Terry nodded, smiling. “I think most parents think that about at least some of their children’s friends. We’ll need a list of their names but that can come later. What precipitated his running away? Did you have an argument, a fight?”
“We argued all the time, about his clothes, his hair, his unwillingness to do chores. He resented our trying to tell him anything. But I didn’t think he would take off, I mean it was just the normal arguing. We went through the same thing with his older brother.” A spasm of sorrow crossed Reynard’s face. When Alfie asked, Reynard told them that his elder son had died after being hit by a car.
“He was in his fox form?”
“Yes. He managed to crawl to the side of the road and shift after the driver of the car continued on his way without stopping. We got a call from the State Troopers…” Reynard buried his face in his hands.
“I’m sorry,” Alfie said softly. “If you don’t mind my asking, did Rémy start acting out before or after his brother’s death?”
“After.” Reynard raised his head to look at Alfie. “It was why we put up with it for a time until he became completely uncontrollable.”
“They were close?”
Reynard frowned. “I suppose so. Rémy was much younger and looked up to Oliver, who put up with his hero worship while still trying to keep his distance.”
“Is there anything else you can tell us that could help us find Rémy?” Terry asked.

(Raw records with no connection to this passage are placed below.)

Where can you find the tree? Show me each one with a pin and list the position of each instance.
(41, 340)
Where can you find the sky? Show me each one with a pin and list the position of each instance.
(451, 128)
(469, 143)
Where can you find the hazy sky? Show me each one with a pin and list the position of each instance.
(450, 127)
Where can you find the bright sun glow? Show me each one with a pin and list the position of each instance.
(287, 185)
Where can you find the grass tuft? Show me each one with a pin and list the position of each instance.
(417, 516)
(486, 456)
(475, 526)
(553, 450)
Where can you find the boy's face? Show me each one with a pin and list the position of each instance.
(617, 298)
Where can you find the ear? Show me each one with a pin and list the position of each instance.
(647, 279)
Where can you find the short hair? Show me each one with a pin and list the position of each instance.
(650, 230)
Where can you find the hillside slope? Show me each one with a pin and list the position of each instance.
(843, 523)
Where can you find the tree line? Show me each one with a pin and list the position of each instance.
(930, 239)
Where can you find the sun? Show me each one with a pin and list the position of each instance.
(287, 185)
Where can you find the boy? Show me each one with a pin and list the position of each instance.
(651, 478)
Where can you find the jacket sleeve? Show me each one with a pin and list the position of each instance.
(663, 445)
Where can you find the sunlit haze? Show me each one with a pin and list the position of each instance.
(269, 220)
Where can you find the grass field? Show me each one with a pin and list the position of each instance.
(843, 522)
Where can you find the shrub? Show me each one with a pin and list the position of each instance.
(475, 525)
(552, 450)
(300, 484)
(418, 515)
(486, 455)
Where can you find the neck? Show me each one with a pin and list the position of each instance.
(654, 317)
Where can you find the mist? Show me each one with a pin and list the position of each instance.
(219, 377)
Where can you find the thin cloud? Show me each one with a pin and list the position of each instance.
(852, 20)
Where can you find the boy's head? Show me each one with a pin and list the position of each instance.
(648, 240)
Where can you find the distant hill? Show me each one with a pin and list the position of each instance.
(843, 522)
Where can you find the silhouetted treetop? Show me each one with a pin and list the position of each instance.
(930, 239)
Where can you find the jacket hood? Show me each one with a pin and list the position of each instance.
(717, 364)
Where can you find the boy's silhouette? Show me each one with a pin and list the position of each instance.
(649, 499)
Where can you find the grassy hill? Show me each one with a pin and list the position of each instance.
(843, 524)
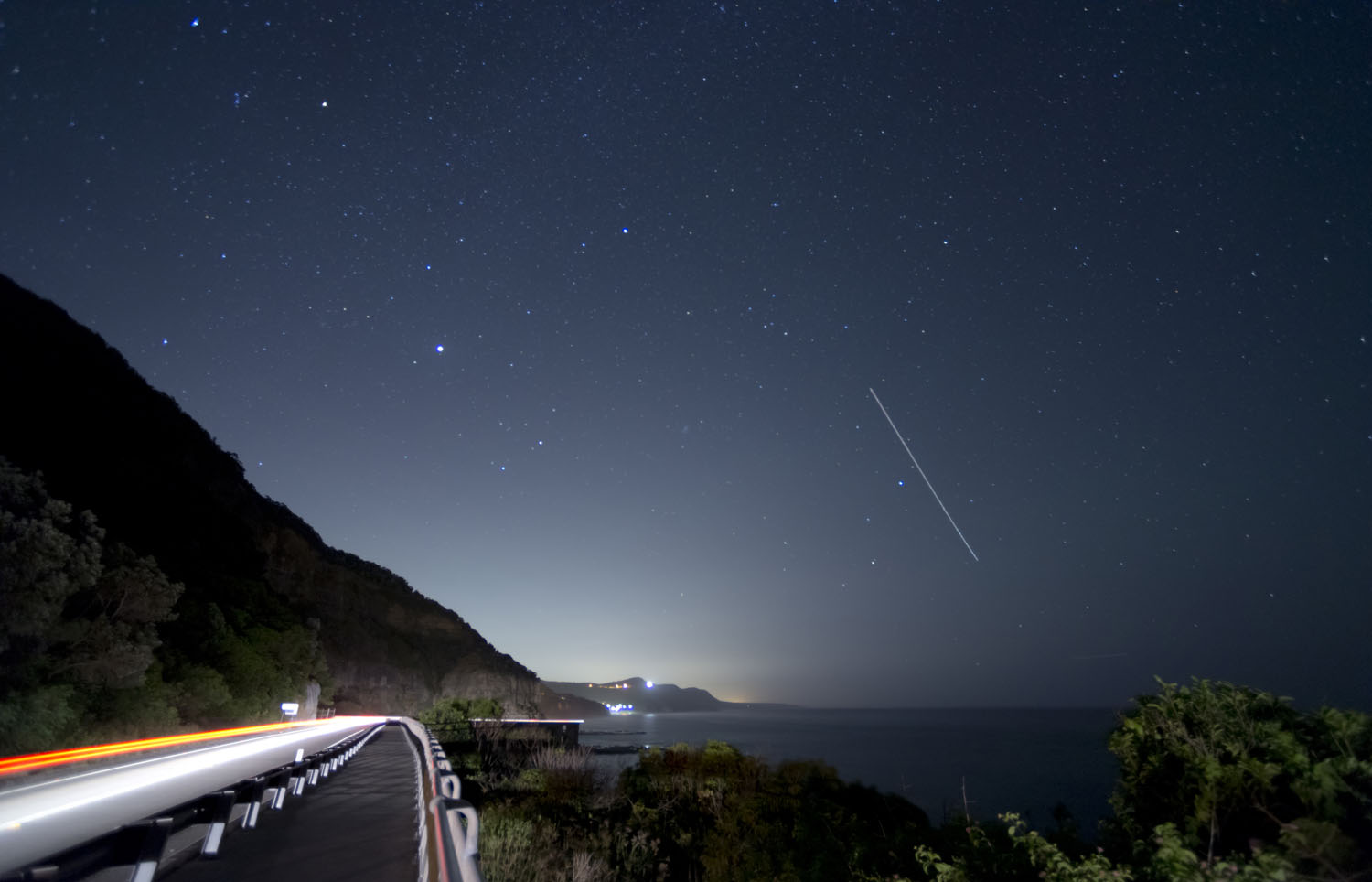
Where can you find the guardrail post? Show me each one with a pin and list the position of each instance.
(155, 834)
(255, 793)
(220, 807)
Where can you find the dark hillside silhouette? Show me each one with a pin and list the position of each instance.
(106, 441)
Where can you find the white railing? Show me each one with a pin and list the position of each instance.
(125, 813)
(453, 819)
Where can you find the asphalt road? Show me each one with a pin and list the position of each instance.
(361, 823)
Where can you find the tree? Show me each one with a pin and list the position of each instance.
(47, 554)
(1238, 774)
(80, 620)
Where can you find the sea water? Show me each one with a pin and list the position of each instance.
(999, 760)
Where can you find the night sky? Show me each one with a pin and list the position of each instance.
(568, 315)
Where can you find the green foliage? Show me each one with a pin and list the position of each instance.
(80, 629)
(81, 640)
(693, 813)
(1232, 772)
(452, 717)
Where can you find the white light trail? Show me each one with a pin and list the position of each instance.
(899, 436)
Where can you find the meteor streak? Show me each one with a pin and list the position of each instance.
(921, 472)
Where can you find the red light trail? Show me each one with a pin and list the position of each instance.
(74, 755)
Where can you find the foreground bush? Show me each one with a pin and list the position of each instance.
(1217, 783)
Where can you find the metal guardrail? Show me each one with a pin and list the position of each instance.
(453, 819)
(76, 826)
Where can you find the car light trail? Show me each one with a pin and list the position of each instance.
(74, 755)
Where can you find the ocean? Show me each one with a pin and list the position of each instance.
(1023, 760)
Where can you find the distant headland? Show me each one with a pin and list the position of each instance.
(634, 694)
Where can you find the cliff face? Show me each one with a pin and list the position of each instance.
(109, 442)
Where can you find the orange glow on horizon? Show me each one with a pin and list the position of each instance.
(76, 755)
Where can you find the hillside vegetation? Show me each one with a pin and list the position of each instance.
(244, 602)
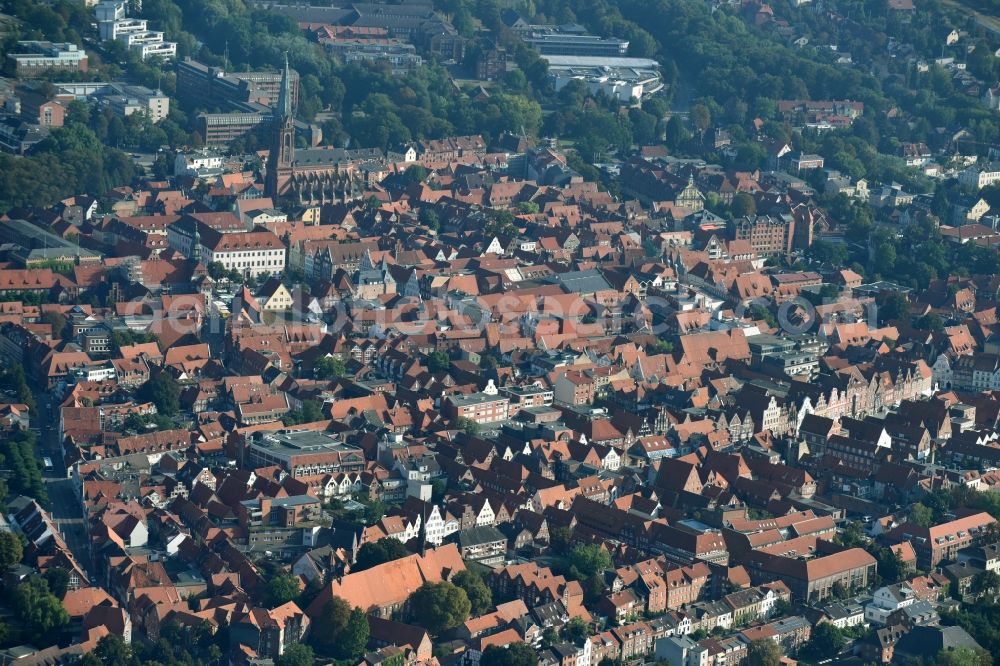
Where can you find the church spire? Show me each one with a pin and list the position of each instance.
(284, 109)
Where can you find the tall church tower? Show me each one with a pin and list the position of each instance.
(282, 155)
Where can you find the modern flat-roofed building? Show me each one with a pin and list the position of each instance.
(122, 98)
(220, 128)
(479, 407)
(30, 58)
(557, 42)
(301, 453)
(200, 84)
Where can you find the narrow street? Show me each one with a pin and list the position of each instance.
(64, 505)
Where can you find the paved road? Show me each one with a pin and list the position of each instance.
(64, 505)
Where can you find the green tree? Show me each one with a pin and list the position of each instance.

“Not that I can think of. His mother made this out.” Reynard took a folded slip of paper from his pocket. “She said maybe knowing what clothes he took would be useful.” He handed it to Terry.
“Definitely. She’s a smart woman.”
Reynard smiled. “She is; it’s one reason I chose her. Why she chose me..?” He shrugged slightly. “You’ll take the case then?”
Terry glanced at Alfie, who nodded, before he said, “Yes we will. We’d like to come by your house at some point to take a look at Rémy’s room if you don’t mind.”
“Not at all if you think it will help. I suspect there’s paperwork we need to deal with now.”
Terry chuckled. “Isn’t there always.”
Once they had finished and Reynard had written a check for the retainer and given Terry two photographs of Rémy, they set up a time when Terry and Alfie would visit the Reynard home and then the man left.